Notwithstanding these limitations, the study provides important information on the effects of the Newborns' and Mothers' Health Protection Act legislation on several outcomes for a population of healthy mothers and infants. The study suggests that mandated length of stay increases provided a more enjoyable experience for our population of white, healthy, multiparous women, and a significant benefit for newborns of first‐time mothers, while also increasing hospitalization costs significantly.
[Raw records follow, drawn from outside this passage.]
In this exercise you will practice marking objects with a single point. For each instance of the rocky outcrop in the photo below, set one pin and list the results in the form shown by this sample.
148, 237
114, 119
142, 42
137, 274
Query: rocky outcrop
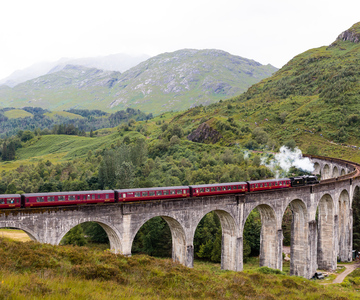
351, 35
205, 134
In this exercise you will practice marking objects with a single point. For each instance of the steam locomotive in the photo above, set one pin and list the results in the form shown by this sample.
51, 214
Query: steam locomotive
156, 193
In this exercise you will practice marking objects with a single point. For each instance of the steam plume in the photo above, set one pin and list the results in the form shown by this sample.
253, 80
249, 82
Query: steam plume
286, 158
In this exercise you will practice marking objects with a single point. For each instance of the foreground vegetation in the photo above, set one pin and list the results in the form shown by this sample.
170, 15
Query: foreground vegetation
51, 272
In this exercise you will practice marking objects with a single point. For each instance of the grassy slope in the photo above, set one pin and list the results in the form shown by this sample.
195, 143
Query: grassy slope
65, 114
17, 113
52, 272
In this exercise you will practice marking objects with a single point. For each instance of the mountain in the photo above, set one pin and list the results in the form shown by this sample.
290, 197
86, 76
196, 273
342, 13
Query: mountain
114, 62
314, 100
170, 81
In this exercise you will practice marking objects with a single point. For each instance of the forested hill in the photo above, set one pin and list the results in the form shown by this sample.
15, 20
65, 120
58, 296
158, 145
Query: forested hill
169, 81
315, 94
313, 101
71, 122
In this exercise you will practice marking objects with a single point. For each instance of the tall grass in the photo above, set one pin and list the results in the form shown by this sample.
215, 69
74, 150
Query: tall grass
32, 270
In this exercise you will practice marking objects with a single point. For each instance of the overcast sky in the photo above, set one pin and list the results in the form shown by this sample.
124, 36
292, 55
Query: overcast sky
268, 31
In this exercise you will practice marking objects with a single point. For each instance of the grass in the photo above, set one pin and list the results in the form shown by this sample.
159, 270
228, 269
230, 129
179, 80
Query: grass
17, 113
14, 234
55, 114
33, 270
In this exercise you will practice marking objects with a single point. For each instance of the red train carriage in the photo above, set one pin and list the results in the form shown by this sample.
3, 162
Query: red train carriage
10, 201
68, 198
269, 184
218, 189
153, 193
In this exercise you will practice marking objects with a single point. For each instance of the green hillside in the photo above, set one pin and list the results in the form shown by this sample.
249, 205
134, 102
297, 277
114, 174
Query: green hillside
170, 81
33, 271
17, 113
315, 96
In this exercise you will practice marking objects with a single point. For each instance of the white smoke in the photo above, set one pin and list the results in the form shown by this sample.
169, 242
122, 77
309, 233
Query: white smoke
286, 159
246, 154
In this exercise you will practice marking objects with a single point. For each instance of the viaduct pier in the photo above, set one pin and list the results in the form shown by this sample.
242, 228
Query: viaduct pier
321, 230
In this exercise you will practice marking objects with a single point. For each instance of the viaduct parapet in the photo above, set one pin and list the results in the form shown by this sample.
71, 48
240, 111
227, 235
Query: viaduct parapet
321, 228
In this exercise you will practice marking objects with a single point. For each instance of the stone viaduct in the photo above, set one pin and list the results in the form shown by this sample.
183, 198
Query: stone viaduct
321, 225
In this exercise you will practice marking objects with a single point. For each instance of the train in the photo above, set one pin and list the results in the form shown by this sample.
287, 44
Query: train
154, 193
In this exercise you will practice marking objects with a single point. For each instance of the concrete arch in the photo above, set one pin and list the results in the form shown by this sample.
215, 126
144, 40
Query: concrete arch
32, 235
113, 235
231, 250
326, 254
179, 249
345, 227
268, 236
299, 247
317, 168
326, 173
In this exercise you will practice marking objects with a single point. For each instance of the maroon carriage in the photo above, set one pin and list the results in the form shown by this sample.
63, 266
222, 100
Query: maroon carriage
10, 201
218, 189
68, 198
155, 193
269, 184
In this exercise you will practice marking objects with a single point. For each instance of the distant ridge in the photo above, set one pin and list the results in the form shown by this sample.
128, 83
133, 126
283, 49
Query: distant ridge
169, 81
113, 62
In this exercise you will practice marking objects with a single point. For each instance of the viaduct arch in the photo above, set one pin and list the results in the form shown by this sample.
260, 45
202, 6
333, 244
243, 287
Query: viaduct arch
321, 227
In this not‐for‐profit health system, increased health care costs from postpartum length of stay increases might have had an adverse effect on the provision of other services with proven medical benefits (such as prenatal care for indigent populations). The reduction of any services because of increased costs associated with mandated length of stay increases raises serious concerns, particularly in the absence of any pre‐Newborns' and Mothers' Health Protection Act data suggesting such legislation would improve outcomes. Moreover, the study raises concerns as to whether optimal postpartum length of stay should be based on legislation rather than empirical research.
More research is needed to fully understand the effects of the Newborns' and Mothers' Health Protection Act legislation on maternal and neonatal populations. Such research should be prospective in design, measure an extensive level of maternal, neonatal, and cost‐effectiveness outcomes, and include several delivery systems and demographic groups. Such research will better inform policy makers to improve outcomes of care for maternal and neonatal populations.